Syllabus and course materials are here: https://fall2020.data606.net

The site is built using the Blogdown R package and hosted on Github. Each page of the site has a “Improve this page” link at the bottom right, use that to start a pull request on Github.

We will use Blackboard primary only for submitting assignments. Please submit:

  • A PDF or link to the built HTML (e.g. Rpubs, Github)

PDFs are preferred for the homework as there is some LaTeX formatting in the R markdown files. The tineytex R package helps with install LaTeX, but you can also install LaTeX using (MiKTeX (for Windows) and BasicTeX (for Mac) See this page for more information: https://fall2020.data606.net/course-overview/software/

Meetups

We will have meetups on Wednesday evenings at 8:30pm.

Meetups will be recorded and made available the next day on the course website.

Though attendance is not strictly required, I expect everyone to watch them at during the week. I use the meetups to convey important information and announcements. Students who attend the meetups tend to do well on the assignments.

Please note: Students who participate in this class with their camera on or use a profile image are agreeing to have their video or image recorded solely for the purpose of creating a record for students enrolled in the class to refer to, including those enrolled students who are unable to attend live. If you are unwilling to consent to have your profile or video image recorded, be sure to keep your camera off and do not use a profile image. Likewise, students who un-mute during class and participate orally are agreeing to have their voices recorded. If you are not willing to consent to have your voice recorded during class, you will need to keep your mute button activated and communicate exclusively using the “chat” feature, which allows students to type questions and comments live.

Start End Topic
Wednesday, August 26, 2020 Sunday, August 30, 2020 Chapter 1 - Intro to Data
Monday, August 31, 2020 Sunday, September 06, 2020 Chapter 2 - Summarizing Data
Monday, September 07, 2020 Sunday, September 13, 2020 Chapter 3 - Probability
Monday, September 14, 2020 Sunday, September 27, 2020 Chapter 4 - Distributions
Monday, September 28, 2020 Sunday, October 04, 2020 Chapter 5 - Foundation for Inference
Monday, October 05, 2020 Sunday, October 11, 2020 Chapter 6 - Inference for Categorical Data
Monday, October 12, 2020 Sunday, October 18, 2020 Chapter 7 - Inference for Numerical Data
Monday, October 19, 2020 Sunday, November 01, 2020 Chapter 8 - Linear Regression
Monday, November 02, 2020 Sunday, November 29, 2020 Chapter 9 - Multiple and Logistic Regression
Monday, November 30, 2020 Sunday, December 06, 2020 Intro to Bayesian Analysis
Wednesday, December 09, 2020 Sunday, December 13, 2020 Final Exam

Assignments

  • DAACS (5%)
  • Homework (20%)
  • Labs (40%)
    • Labs are designed to introduce to you doing statistics with R.
    • Answer the questions in the main text as well as the “On Your Own” section.
  • Data Project (15%)
    • This allows you to analyze a dataset of your choosing. Projects will be shared with the class. This provides an opportunity for everyone to see different approaches to analyzing different datasets.
    • Proposal is due October 25th (5%); Final project is due December 9th (15%).
  • Final exam (15%)
  • Meetup Presentation (5%)
    • Present one practice problem during our weekly meetups. Signup using the Google Spreadsheet.
    • Please select odd number questions only!

Communication

The DATA606 R Package

The package can be installed from Github using the devtools package.

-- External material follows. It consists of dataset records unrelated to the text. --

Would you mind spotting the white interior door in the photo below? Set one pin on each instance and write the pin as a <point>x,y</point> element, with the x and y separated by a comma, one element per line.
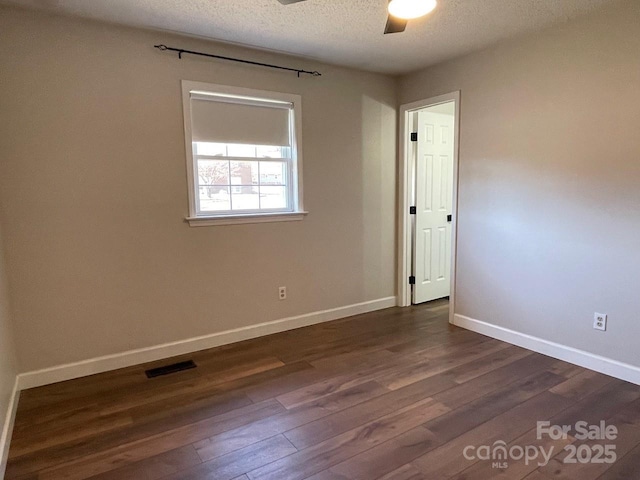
<point>434,196</point>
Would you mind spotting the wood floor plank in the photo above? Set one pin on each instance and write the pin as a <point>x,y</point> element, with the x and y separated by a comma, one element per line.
<point>341,447</point>
<point>244,436</point>
<point>394,394</point>
<point>231,465</point>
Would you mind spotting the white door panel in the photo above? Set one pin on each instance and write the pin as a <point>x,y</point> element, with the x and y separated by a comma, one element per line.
<point>434,196</point>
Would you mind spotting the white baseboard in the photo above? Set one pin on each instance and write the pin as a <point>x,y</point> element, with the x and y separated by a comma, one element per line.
<point>5,438</point>
<point>608,366</point>
<point>135,357</point>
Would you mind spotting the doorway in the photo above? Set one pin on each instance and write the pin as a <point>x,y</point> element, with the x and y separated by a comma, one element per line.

devtools::install_github('jbryer/DATA606')

Download the Setup.R script here: https://github.com/jbryer/DATA606Fall2020/blob/master/R/Setup.R

Important Functions

  • library('DATA606') - Load the package
  • vignette(package='DATA606') - Lists vignettes in the DATA606 package
  • vignette('os4') - Loads a PDF of the OpenIntro Statistics book
  • data(package='DATA606') - Lists data available in the package
  • getLabs() - Returns a list of the available labs
  • viewLab('Lab1') - Opens Lab1 in the default web browser
  • startLab('Lab1') - Starts Lab1 (copies to getwd()), opens the Rmd file
  • shiny_demo() - Lists available Shiny apps

Using R Markdown

R Markdown files are provided for all the labs and homework.

  • You can download R markdown template files for the homework by right clicking and selecting “Save file as…” from the Homework page.
  • You can start a lab using the DATA606::startLab function.

However, creating new R Markdown files in RStudio can be done by clicking File > New File > R Markdown.

For more information about R Markdown, check out the RStudio page at https://rmarkdown.rstudio.com/